Pertumbuhan ekonomi di suatu negara berarti juga terjadi peningkatan pendapatan masyarakat secara keseluruhan yang terjadi di suatu wilayah. Kelebihan sumber daya alam yang melimpah akan memudahkan masyarakat untuk menggunakan sumber daya alam secara efisien dan menguntungkan. Serta efisiensi penggunaan sumber daya alam yang tersedia dapat dengan cepat meningkatkan laju pertumbuhan ekonomi.
Pertumbuhan ekonomi tidak hanya bergantung pada jumlah sumber daya manusia, tetapi menekankan pada efisiensinya. Tanpa perbaikan teknologi, produktivitas modal dan sumber daya alam tidak akan berubah secara signifikan. Menurut McKinnon dan Shaw, kondisi tersebut tidak mendorong pertumbuhan ekonomi, melainkan menghambat tercapainya pertumbuhan ekonomi.
Pertumbuhan ekonomi yang berkelanjutan diperlukan agar masyarakat dapat merasakan dampak positif yang ditimbulkan dari peningkatan kesejahteraan yang dilakukan oleh pemerintah, antara lain melalui penguatan dan penambahan infrastruktur fisik dan sosial.

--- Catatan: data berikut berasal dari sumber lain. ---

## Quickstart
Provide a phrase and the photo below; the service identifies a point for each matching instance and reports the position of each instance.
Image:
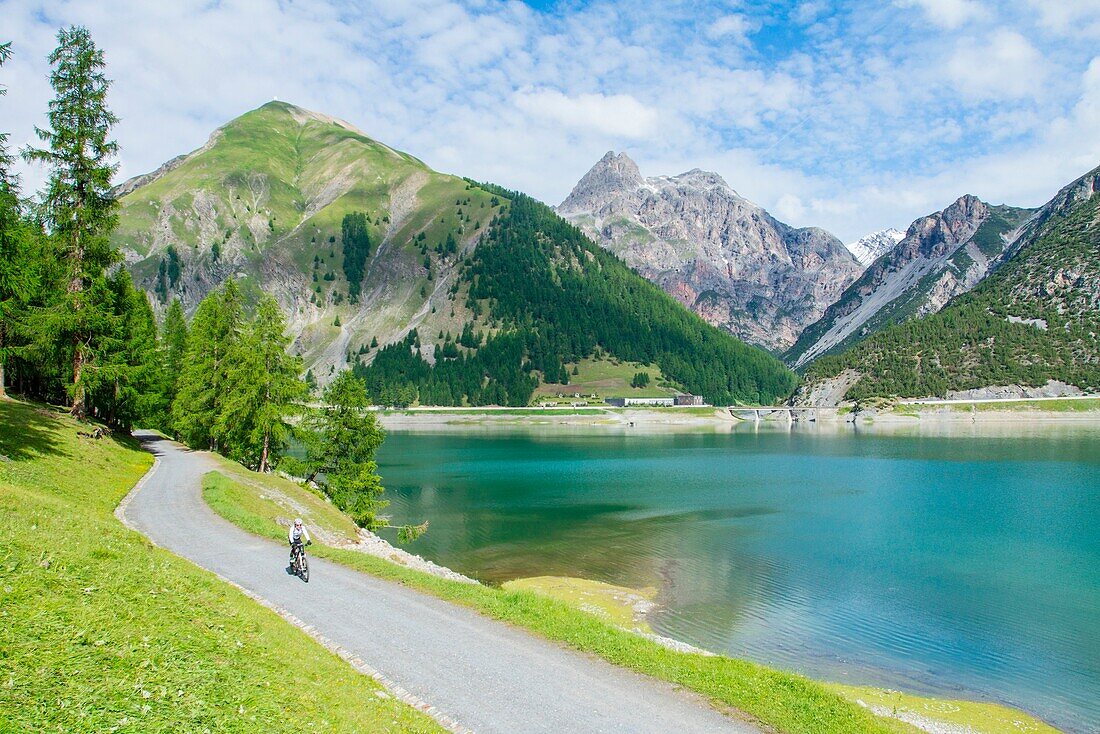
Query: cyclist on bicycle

HASIL PENELITIAN DAN PEMBAHASAN
Deskripsi Wilayah
- Gambaran Masyarakat di Kelurahan 28 Purwoasri Metro Utara 29
Berdirinya Kelompok Peternakan Sapi Perah Lembu Poang berawal dari keinginan Bapak. Mozes Herman selaku Wali Kota Metro dan Dinas Peternakan Metro menyelenggarakan program yang ingin menguji ternak sapi perah di daerah panas, karena biasanya . Pada tahun 2003, pemerintah dan dinas peternakan memberikan bantuan kepada 5 orang warga yaitu Bpk Supriyono, Bpk Gimun, Bpk Manto, Bpk Jon dan Bpk Suwodo dimana masing-masing orang mendapatkan 2 ekor sapi. Orang yang menerima bantuan sapi pada saat itu adalah Bpk. Supriyono, Bpk. Manto, Pak. Tugisar, Bpk. Sudarmanji, Bpk. Giman, Mr. Tugisar, Bpk. Sarjiman dan Bpk. Tio.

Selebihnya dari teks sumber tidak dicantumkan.